Lloyd Sachinkonye’s incisive review of political violence over the past 50 years in Zimbabwe, When a State Turns on Its Citizens (Jacana), has recently been published. It provides an essential overview of why and how violence has become an ingrained part of Zimbabwe’s political culture and what its consequences are.
It sets out Zanu-PF’s primary responsibilities in this regard, and explains why we should all be concerned about the weakness of the current reform process and the dangers associated with not reforming the security sector, not breaking the cycle of violence and accompanying systems of impunity. It has profound implications for human security in Southern Africa beyond the borders of Zimbabwe.
Further elections are inevitable, sooner or later, but they do not provide any possibility of solving Zimbabwe’s problems unless they are rooted in a tangible reform process that is put into action. The correlation between elections and violence in Zimbabwe is obvious and has contributed to significant numbers disengaging from democratic participation. Just more than 2,5-million Zimbabweans, less than 43% of registered voters (from a highly contested voters roll) voted in the 2008 elections — fewer than the numbers who voted in 1980.
The violent 2008 election campaign demonstrated how Zanu-PF could successfully coerce more than a million additional voters to the voting booths. Whether elections are held in 2011 or 2012, the question is not whether there will be intimidation and violence, but rather how significant it will be.
In this context, it remains to be seen whether the SADC will prioritise robust engagement with issues of political violence. Its track record makes it seem unlikely that it can or will exert more pressure on the recalcitrant elements swimming against the tide of democratic reform and, by extension, holding prospects for a sustainable solution in Zimbabwe to ransom.

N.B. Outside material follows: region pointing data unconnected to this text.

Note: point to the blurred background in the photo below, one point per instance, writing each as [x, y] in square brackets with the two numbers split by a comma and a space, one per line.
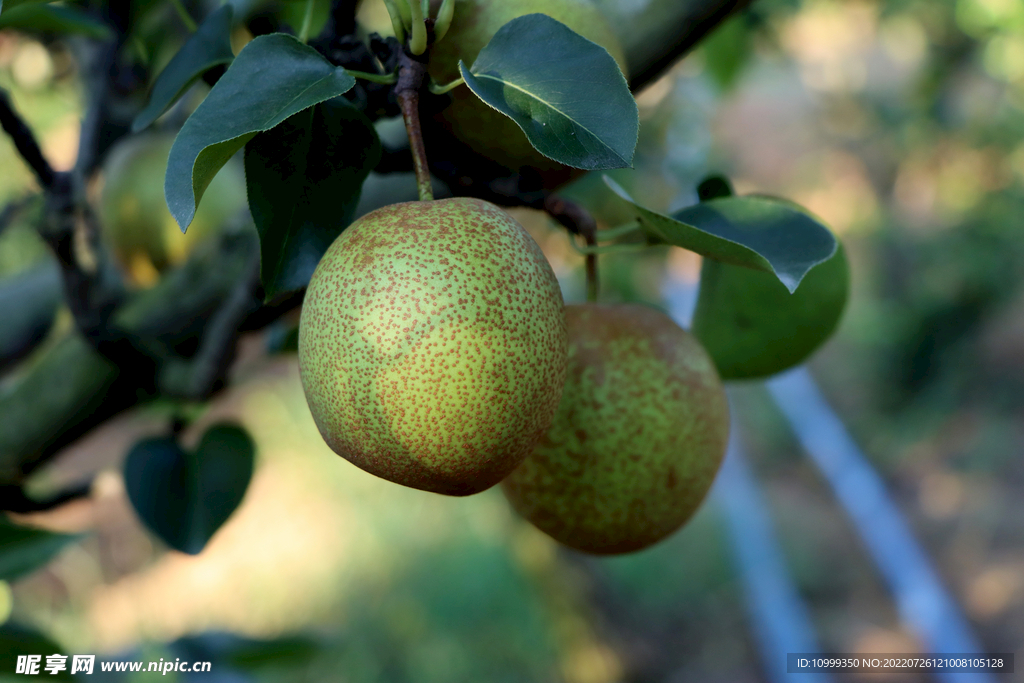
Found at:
[900, 123]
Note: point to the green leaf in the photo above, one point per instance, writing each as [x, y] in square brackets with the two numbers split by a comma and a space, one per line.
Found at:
[304, 179]
[760, 232]
[25, 549]
[273, 78]
[208, 47]
[753, 327]
[293, 12]
[16, 639]
[184, 497]
[564, 91]
[7, 5]
[53, 19]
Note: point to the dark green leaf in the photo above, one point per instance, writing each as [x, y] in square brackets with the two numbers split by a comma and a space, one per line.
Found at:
[7, 5]
[185, 497]
[208, 47]
[273, 78]
[564, 91]
[753, 327]
[25, 549]
[304, 178]
[54, 19]
[16, 639]
[760, 232]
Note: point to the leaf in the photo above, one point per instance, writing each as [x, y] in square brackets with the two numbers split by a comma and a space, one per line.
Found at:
[54, 19]
[304, 179]
[753, 327]
[564, 91]
[183, 497]
[273, 78]
[208, 47]
[7, 5]
[760, 232]
[25, 549]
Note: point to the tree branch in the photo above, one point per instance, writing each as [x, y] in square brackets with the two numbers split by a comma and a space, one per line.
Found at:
[72, 388]
[579, 221]
[25, 141]
[656, 33]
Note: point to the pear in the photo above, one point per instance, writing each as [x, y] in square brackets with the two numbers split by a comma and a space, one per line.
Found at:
[432, 344]
[639, 435]
[475, 123]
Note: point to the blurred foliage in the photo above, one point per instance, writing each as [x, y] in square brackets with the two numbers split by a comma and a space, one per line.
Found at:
[899, 122]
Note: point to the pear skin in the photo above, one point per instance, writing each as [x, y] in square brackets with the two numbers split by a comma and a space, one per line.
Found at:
[638, 437]
[432, 344]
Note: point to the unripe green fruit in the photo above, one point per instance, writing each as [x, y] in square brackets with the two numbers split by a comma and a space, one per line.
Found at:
[473, 122]
[134, 218]
[639, 434]
[432, 344]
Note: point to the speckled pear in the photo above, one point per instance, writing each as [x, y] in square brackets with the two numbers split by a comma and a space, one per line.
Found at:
[638, 437]
[432, 344]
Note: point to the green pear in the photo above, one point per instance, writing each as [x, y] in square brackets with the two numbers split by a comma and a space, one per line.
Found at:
[638, 437]
[469, 119]
[134, 219]
[432, 344]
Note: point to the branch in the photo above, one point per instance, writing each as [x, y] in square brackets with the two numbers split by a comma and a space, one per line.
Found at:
[29, 301]
[657, 33]
[72, 388]
[579, 221]
[25, 141]
[200, 377]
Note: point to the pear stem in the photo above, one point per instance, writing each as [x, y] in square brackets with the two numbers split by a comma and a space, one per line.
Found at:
[579, 221]
[411, 77]
[307, 19]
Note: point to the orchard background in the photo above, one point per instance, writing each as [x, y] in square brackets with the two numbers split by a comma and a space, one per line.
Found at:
[895, 122]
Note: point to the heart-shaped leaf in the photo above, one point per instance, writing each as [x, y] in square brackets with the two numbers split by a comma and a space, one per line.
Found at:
[273, 78]
[25, 549]
[208, 47]
[761, 232]
[185, 497]
[753, 327]
[564, 91]
[304, 179]
[53, 19]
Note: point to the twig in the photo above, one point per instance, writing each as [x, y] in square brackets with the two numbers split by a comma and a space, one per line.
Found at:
[200, 377]
[411, 78]
[25, 141]
[579, 221]
[685, 25]
[11, 210]
[14, 500]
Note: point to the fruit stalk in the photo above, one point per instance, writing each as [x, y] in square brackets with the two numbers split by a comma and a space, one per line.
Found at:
[580, 221]
[411, 77]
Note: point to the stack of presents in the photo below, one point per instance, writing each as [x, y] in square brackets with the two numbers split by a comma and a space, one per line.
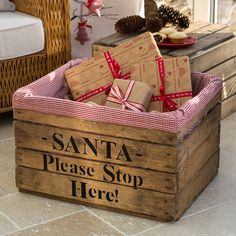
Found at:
[133, 76]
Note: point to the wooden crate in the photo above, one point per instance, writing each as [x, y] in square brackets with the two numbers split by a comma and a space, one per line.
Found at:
[150, 173]
[214, 53]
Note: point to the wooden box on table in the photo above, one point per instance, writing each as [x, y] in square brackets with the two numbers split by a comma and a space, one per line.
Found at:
[124, 167]
[214, 53]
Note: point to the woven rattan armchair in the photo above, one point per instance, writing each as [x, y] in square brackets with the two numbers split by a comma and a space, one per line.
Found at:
[15, 73]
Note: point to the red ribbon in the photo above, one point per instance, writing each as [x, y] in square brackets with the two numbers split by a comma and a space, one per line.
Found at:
[115, 67]
[116, 73]
[168, 104]
[89, 3]
[117, 96]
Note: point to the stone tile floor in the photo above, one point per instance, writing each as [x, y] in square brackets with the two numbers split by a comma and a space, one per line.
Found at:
[212, 214]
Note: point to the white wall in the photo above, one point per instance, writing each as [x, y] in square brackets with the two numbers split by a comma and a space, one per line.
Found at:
[102, 26]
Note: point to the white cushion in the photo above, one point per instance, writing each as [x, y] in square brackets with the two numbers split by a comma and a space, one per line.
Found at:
[20, 35]
[6, 5]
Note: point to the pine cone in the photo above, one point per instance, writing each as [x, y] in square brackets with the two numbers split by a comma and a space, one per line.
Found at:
[154, 23]
[182, 22]
[130, 24]
[170, 15]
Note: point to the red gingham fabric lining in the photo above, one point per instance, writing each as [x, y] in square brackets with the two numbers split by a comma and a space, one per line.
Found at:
[46, 95]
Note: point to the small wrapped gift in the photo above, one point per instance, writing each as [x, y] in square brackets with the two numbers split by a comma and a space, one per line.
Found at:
[129, 95]
[91, 79]
[170, 80]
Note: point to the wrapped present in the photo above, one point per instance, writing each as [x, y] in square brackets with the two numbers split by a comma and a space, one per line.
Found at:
[170, 80]
[129, 95]
[91, 79]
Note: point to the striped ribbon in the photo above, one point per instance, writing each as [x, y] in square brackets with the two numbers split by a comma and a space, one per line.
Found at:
[117, 96]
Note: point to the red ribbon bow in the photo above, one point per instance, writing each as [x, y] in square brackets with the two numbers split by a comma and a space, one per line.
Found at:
[117, 96]
[168, 104]
[115, 67]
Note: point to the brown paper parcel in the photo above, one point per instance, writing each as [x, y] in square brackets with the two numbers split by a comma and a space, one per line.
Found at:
[177, 79]
[95, 73]
[141, 93]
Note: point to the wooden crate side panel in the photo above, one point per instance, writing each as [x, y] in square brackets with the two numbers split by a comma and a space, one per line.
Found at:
[188, 127]
[229, 88]
[100, 171]
[198, 159]
[209, 58]
[224, 70]
[198, 135]
[95, 147]
[198, 148]
[159, 205]
[113, 130]
[228, 106]
[219, 34]
[98, 49]
[186, 197]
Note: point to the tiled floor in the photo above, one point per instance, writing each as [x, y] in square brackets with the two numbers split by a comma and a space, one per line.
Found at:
[212, 214]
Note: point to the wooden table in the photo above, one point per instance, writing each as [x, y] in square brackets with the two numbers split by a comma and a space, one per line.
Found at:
[214, 53]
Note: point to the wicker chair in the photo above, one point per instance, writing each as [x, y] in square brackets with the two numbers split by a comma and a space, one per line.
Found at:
[15, 73]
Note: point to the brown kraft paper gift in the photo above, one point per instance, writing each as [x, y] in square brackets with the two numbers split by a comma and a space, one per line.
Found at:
[129, 95]
[89, 80]
[177, 80]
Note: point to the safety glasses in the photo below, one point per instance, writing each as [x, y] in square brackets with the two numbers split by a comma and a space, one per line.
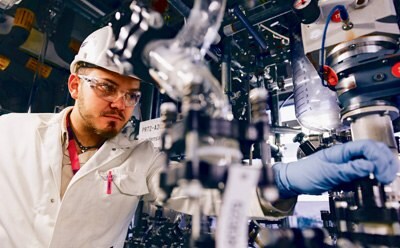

As Sydney Mufamadi, one of the Mbeki’s facilitation team, pointed out at a civic briefing in Harare in 2009, “If one party decides to place itself beyond persuasion, there is very little you can do.” Can do, one might ask, or will do? The South Africans have made it clear they won’t publicly censure those they seek to influence. It’s a fine line to tread, especially when constructive engagement appears perilously akin to appeasement.